Yine de yukarıda sayılan belirtilere, prostat kanseri dışında bir durumun neden olma olasılığı daha yüksektir. Örneğin, idrar yapma sorunu sıklıkla prostatın kanserli olmayan bir büyümesi olan iyi huylu prostat hiperplazisinden (BPH) kaynaklanmaktadır. Yine de idrarla ilişkili problemler yaşayan kişilerin erken tanı ve tedavi açısından bir üroloji uzmanına başvurması doğru olacaktır. Hekime erişimin kolay olduğu Türkiye’de prostat kanseri vakalarının %70,9’unun erken evrede teşhis edildiği görülmektedir.

Tedavi Seçenekleri ve Önleme Yöntemleri

Hastalığın kesin tanısı biyopsi ile konur. Genel olarak erkeklerin 50 yaşından itibaren, birinci derece akrabasında prostat kanseri görülenlerin ise 40 yaşından itibaren üroloji uzmanına düzenli olarak muayene olması ve kanda prostat spesifik antijen (PSA) testini yaptırması, erken tanı konulması açısından önem arz etmektedir.

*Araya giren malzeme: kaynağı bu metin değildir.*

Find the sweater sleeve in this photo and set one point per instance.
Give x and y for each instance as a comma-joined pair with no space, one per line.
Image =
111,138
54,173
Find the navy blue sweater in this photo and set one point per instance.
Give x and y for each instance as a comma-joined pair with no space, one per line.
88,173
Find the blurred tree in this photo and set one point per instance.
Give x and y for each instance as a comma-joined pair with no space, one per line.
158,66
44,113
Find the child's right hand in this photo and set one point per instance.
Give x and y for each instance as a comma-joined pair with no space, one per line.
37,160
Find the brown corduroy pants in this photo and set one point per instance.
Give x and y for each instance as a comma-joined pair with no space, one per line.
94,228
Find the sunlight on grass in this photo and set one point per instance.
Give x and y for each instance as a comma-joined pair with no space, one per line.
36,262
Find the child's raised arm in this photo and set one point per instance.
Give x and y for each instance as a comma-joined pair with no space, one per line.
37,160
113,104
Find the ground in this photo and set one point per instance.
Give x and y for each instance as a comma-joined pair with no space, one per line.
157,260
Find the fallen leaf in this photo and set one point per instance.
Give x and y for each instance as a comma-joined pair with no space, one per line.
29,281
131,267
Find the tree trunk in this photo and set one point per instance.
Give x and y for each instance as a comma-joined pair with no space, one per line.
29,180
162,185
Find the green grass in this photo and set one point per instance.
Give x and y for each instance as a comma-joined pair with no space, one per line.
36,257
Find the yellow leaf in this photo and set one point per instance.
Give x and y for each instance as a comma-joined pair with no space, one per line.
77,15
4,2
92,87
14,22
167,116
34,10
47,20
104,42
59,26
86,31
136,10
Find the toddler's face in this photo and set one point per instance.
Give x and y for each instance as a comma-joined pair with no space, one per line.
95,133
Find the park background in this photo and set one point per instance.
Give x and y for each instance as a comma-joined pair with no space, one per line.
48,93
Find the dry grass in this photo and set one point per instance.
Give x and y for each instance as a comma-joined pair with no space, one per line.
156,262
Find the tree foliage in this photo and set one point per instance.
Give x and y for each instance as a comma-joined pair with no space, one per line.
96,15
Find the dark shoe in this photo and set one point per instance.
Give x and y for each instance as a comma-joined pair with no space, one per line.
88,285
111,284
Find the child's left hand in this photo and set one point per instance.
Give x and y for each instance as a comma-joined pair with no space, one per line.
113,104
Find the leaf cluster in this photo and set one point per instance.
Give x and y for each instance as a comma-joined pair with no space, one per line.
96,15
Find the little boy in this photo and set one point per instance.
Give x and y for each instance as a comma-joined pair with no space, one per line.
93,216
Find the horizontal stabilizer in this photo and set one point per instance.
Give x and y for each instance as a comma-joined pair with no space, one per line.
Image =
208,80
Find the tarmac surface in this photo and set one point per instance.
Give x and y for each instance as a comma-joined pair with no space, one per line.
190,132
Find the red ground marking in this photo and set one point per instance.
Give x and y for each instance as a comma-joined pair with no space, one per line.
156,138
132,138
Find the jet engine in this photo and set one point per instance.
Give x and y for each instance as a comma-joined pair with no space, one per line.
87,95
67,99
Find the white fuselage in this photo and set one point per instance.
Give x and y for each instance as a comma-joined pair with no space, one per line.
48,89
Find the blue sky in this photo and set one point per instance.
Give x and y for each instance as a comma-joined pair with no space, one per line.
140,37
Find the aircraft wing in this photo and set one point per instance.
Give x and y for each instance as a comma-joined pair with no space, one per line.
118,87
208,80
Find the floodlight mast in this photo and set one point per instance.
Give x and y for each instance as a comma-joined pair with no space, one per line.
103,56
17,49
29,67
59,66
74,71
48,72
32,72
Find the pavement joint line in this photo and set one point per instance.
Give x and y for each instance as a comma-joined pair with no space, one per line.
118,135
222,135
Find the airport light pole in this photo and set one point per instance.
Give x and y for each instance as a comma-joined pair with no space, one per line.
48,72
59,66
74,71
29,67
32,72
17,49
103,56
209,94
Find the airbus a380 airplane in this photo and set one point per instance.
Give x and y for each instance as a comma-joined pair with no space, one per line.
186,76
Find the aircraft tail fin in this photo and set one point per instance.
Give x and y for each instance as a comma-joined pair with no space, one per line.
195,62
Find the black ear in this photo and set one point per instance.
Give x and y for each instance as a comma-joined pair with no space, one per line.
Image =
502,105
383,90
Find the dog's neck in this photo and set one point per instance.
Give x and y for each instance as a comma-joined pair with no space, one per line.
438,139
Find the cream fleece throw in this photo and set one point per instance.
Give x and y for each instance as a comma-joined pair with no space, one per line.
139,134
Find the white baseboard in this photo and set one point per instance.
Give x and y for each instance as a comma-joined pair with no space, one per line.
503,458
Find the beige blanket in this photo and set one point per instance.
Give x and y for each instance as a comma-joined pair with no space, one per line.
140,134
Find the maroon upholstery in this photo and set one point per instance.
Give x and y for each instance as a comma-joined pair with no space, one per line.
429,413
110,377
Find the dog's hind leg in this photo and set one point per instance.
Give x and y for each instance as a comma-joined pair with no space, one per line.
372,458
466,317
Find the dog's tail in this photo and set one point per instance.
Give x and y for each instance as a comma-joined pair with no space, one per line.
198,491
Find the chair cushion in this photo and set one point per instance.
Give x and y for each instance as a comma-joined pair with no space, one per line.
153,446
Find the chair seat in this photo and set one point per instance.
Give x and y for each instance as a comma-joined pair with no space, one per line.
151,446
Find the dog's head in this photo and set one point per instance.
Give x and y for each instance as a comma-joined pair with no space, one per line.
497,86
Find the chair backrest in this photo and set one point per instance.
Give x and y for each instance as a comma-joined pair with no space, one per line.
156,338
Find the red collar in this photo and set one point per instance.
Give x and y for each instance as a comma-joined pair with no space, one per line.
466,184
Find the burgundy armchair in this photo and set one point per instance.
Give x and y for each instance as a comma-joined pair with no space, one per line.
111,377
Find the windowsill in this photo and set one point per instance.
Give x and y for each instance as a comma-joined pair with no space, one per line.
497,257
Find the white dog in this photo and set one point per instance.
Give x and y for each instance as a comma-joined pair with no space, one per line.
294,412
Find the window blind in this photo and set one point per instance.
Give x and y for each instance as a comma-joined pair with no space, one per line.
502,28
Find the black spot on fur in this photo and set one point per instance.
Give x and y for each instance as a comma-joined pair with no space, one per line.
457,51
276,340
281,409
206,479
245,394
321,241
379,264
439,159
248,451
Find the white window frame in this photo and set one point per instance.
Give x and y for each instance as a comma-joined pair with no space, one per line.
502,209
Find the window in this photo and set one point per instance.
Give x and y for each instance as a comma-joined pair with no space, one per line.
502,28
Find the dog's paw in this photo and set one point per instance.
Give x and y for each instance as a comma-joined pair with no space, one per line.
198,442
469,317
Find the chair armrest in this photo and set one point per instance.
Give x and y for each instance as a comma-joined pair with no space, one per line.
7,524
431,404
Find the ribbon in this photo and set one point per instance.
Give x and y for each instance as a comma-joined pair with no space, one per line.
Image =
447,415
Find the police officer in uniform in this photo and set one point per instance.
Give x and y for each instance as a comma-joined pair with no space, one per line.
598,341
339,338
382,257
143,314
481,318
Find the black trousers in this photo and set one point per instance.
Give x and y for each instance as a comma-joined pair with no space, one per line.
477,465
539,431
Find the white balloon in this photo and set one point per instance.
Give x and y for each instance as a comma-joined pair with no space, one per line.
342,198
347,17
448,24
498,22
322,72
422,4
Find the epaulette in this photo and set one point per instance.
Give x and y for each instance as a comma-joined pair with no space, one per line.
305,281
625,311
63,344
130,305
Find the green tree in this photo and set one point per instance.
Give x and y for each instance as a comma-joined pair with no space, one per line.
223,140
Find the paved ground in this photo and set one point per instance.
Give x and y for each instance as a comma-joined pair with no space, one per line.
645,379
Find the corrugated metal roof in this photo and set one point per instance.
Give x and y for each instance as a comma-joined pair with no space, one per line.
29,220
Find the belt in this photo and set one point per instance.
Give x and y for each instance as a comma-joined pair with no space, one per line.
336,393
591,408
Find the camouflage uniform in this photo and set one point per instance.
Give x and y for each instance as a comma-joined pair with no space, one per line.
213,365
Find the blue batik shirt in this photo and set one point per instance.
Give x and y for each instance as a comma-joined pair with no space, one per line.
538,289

Kanserin evresi ve özelliklerine göre farklı tedavi seçenekleri mevcuttur. Kişinin belirli aralıklarla izlenmesi, prostatın tamamının ameliyatla çıkarılması veya ışın tedavisi (radyoterapi) erken evrelerde uygulanabilir. Daha ileri evrelerde hormon tedavisi veya ilaç tedavisi (kemoterapi) gerekli olabilir.

Prostat kanserini önlemenin kesin bir yolu yoktur. Ancak riski azaltmaya yardımcı olabilecek bazı şeyler vardır: Düzenli fiziksel aktivite, sağlıklı bir kiloda kalmak, sebze ağırlıklı ve yağ oranı düşük bir beslenme tarzı, prostat kanseri riskini azaltmaya yardımcı olacaktır.